TOUCHING STORY FROM ITALY


Dibalik cerita Pedonor sumsum tulang belakang dan pelaku pemerkosaan.

Di suatu Koran Itali, muncullah berita pencarian orang yang istimewa. 17 Mei 1992 di parkiran mobil ke 5 Wayeli (nama kota, tak tahu aku bener ngak nulisnya), seorang wanita kulit putih diperkosa oleh seorang kulit hitam. Tak lama kemudian, sang wanita melahirkan seorang bayi perempuan berkulit hitam. Ia dan suaminya tiba-tiba saja menanggung tanggung jawab untuk memelihara anak ini. Sayangnya,sang bayi kini menderita leukemia kanker darah). Dan ia memerlukan transfer sumsum tulang belakang segera.

Ayah kandungnya merupakan satu-satunya penyambung harapan hidupnya. Berharap agar pelaku pada waktu itu saat melihat berita ini, bersedia menghubungi Dr. Adely di RS Elisabeth. Berita pencarian orang ini membuat seluruh masyarakat gempar. Setiap orang membicarakannya. Masalahnya adalah apakah orang hitam ini berani muncul. Padahal jelas ia akan menghadapi kesulitan besar.

Jika ia berani muncul, ia akan menghadapi masalah hukum, dan ada kemungkinan merusak kehidupan rumah tangganya sendiri. Jika ia tetap bersikeras untuk diam, ia sekali lagi membuat dosa yang tak terampuni. Kisah ini akan berakhir bagaimanakah ? Seorang anak perempuan yang menderita leukimia ternyata menyimpan suatu kisah yang memalukan di suatu perkampungan Itali.

Martha,35 thn, adalah wanita yang menjadi pembicaraan semua orang. Ia dan suaminya Peterson adalah warga kulit putih, tetapi diantara kedua anaknya, ternyata terdapat satu yang berkulit hitam. Hal ini menarik perhatian setiaporang disekitar mereka untuk bertanya, Martha hanya tersenyum kecil berkata pada mereka bahwa nenek berkulit hitam, dan kakeknya berkulit putih, maka anaknya Monika mendapat kemungkinan seperti ini.

Musim gugur 2002, Monika yang berkulit hitam terus menerus mengalami demam tinggi. Terakhir, Dr. Adely memvonis Monika menderita leukimia. "Harapan satu-satunya hanyalah mencari pedonor sumsum tulang belakang yang paling cocok untuknya." Dokter menjelaskan lebih lanjut. "Diantara mereka yang ada hubungan darah dengan Monika merupakan cara yang paling mudah untuk menemukan pedonor tercocok. Harap seluruh anggota keluarga kalian berkumpul untuk menjalani pemeriksaan sumsum tulang belakang."

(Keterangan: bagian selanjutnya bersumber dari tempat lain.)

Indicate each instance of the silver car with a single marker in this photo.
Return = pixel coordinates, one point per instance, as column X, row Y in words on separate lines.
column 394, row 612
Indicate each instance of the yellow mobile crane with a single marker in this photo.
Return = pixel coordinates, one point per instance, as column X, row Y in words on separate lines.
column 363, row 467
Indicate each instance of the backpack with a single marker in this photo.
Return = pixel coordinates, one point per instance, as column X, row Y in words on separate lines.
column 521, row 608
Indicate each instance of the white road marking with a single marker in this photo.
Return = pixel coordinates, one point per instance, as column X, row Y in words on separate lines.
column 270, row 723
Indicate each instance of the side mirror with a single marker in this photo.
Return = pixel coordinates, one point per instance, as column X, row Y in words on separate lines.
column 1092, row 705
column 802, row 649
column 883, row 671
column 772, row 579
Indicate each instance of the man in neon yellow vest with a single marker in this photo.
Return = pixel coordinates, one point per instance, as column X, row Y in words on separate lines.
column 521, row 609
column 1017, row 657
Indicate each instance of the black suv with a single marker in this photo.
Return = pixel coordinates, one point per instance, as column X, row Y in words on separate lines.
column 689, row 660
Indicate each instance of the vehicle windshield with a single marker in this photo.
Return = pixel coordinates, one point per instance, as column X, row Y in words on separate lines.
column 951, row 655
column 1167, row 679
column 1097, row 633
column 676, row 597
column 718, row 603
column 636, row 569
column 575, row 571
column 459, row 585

Raut wajah Martha berubah, tapi tetap saja seluruh keluarga menjalani pemeriksaan. Hasilnya tak satupun yang cocok. Dokter memberitahu mereka, dalam kasus seperti Monika ini, mencari pedonor yang cocok sangatlah kecil
kemungkinannya. Sekarang hanya ada satu cara yang paling manjur, yaitu Martha dan suaminya kembali mengandung anak lagi. Dan mendonorkan darah anak untuk Monika. Mendengar usul ini Martha tiba-tiba menjadi panik, dan berkata tanpa suara "Tuhan..kenapa menjadi begini ?" Ia menatap suaminya, sinar matanya dipenuhi ketakutan dan putus asa. Peterson mengerutkan keningnya berpikir. Dr. Adely berusaha menjelaskan pada mereka, "saat ini banyak orang yang menggunakan cara ini untuk menolong nyawa para penderita leukimia, lagi pula cara ini terhadap bayi yang baru dilahirkan sama
sekali tak ada pengaruhnya." Hal ini hanya didengarkan oleh pasangan suami istri tersebut, dan termenung begitu lama. Terakhir mereka hanya berkata,
"Biarkan kami memikirkannya kembali."

Malam kedua, Dr. Adely tengah bergiliran tugas, tiba-tiba pintu ruang kerjanya terbuka, pasangan suami-istri tersebut. Martha menggigit bibirnya keras, suaminya Peterson, menggenggam tangannya, dan berkata serius pada dokter. "Kami ada suatu hal yang perlu memberitahumu. Tapi harap Anda berjanji untuk menjaga kerahasiaan ini, karena ini merupakan rahasia kami suami-istri selama beberapa tahun." Dr. Adely menganggukkan kepalanya.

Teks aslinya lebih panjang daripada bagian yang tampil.